Last week, pray.com declared itself the first faith-based company in the metaverse by launching its own NFT. The company launched PRAY TEAM, a Web3, crypto and metaverse educational initiative for Christians, along with a “National Day of Prayer” coin that acts as its own NFT. And, hey, isn’t this all sounding like something out of The Righteous Gemstones to anyone else?
“This is a unique opportunity for the Christian community to be at the forefront of technology and help shape it for good,” Chief Technology Officer and Co-founder of Pray.com Ryan Beck told PR Newswire. “Crypto, Web3, NFTs and the Metaverse are reshaping the future of technology, and Pray.com is leading the charge for Christians around the world to be a part of it by building the first global community for Christians to learn about crypto, and by creating new technologies for faith-based content.”
Despite Pray.com’s claims of being “the first” to the metaverse, it’s a crowded field.
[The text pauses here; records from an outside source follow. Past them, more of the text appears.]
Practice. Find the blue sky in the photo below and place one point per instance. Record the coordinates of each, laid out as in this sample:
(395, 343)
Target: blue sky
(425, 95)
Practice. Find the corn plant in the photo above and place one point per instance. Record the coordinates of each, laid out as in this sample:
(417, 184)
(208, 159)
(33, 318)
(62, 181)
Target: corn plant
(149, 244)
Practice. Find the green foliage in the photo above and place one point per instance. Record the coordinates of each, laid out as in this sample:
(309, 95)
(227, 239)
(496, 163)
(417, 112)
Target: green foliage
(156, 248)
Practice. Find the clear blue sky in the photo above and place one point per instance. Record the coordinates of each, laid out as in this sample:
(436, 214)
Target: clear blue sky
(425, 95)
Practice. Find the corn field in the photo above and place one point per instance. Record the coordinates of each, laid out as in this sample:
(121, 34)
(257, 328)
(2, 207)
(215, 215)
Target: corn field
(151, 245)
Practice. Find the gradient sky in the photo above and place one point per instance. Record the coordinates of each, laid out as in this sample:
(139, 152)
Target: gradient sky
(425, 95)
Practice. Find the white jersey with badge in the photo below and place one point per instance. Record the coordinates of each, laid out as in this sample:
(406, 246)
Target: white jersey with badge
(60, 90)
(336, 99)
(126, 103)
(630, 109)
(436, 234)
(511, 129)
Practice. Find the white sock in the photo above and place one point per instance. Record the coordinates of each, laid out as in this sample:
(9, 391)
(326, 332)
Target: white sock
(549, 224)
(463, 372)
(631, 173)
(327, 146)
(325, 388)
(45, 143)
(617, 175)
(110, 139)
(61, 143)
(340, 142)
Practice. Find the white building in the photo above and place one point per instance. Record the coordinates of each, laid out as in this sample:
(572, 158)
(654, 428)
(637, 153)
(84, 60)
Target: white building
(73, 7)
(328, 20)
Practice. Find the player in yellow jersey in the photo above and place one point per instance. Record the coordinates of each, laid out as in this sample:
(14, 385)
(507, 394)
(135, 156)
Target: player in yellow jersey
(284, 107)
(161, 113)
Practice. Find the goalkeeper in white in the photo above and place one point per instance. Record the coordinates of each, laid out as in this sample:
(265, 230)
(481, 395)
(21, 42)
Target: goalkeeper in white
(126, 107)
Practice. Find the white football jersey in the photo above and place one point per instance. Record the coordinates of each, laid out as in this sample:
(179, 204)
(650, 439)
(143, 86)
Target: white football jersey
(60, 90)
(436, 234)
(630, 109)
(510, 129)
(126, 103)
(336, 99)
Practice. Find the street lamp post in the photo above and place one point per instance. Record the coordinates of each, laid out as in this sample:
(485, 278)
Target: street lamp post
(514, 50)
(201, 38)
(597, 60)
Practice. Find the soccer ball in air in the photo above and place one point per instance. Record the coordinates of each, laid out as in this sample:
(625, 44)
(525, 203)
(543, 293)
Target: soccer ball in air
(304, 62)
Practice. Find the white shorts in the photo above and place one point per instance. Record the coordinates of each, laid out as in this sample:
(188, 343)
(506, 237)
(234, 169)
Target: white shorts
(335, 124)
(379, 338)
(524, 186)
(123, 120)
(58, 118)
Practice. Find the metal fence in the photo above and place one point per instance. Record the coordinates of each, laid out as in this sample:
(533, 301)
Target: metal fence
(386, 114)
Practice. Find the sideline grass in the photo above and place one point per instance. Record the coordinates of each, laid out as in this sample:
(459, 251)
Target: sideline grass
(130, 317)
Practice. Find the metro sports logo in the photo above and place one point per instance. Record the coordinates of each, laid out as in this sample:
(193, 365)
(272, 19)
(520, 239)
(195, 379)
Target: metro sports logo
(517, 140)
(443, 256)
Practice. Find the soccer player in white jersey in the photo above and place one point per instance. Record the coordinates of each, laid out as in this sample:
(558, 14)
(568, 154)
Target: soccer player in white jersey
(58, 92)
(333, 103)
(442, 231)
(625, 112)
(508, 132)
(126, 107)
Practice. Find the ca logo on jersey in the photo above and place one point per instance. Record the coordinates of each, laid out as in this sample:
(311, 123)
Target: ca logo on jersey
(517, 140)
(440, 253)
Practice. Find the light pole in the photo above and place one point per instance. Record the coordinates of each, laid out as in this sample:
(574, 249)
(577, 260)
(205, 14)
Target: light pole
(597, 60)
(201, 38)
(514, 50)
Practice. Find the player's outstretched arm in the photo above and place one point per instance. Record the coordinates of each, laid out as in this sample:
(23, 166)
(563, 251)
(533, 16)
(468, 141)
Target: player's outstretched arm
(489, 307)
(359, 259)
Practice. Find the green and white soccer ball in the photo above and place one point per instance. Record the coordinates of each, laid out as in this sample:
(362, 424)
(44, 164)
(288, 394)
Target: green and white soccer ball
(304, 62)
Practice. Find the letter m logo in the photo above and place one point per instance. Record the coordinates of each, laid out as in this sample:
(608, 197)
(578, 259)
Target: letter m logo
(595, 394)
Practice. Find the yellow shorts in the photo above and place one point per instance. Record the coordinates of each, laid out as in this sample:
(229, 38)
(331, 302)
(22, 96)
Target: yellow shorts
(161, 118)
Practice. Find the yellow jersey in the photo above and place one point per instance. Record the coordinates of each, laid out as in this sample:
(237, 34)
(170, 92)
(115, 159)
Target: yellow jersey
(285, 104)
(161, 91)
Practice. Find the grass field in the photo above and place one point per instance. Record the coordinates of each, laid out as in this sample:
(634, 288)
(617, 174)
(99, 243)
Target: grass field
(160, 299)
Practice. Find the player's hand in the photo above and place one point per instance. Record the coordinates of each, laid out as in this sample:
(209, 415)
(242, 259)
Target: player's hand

In March, “Holy Bibles NFT” claimed to be the “first-ever charity-based non-fungible token” (maybe that’s different than “first faith-based”) with the goal of creating a church in the metaverse that would be the world’s largest — targeting a goal of 100 million members. That project targeted $60 million to get off the ground and, once again, we have to draw some comparisons to HBO’s Gemstone family.
It’s an interesting time to launch all this, since cryptocurrency’s value is currently in free fall. Currencies shift and crypto could still rebound but the warning sign around NFTs should make Christians wary of putting too many eggs in that particular basket.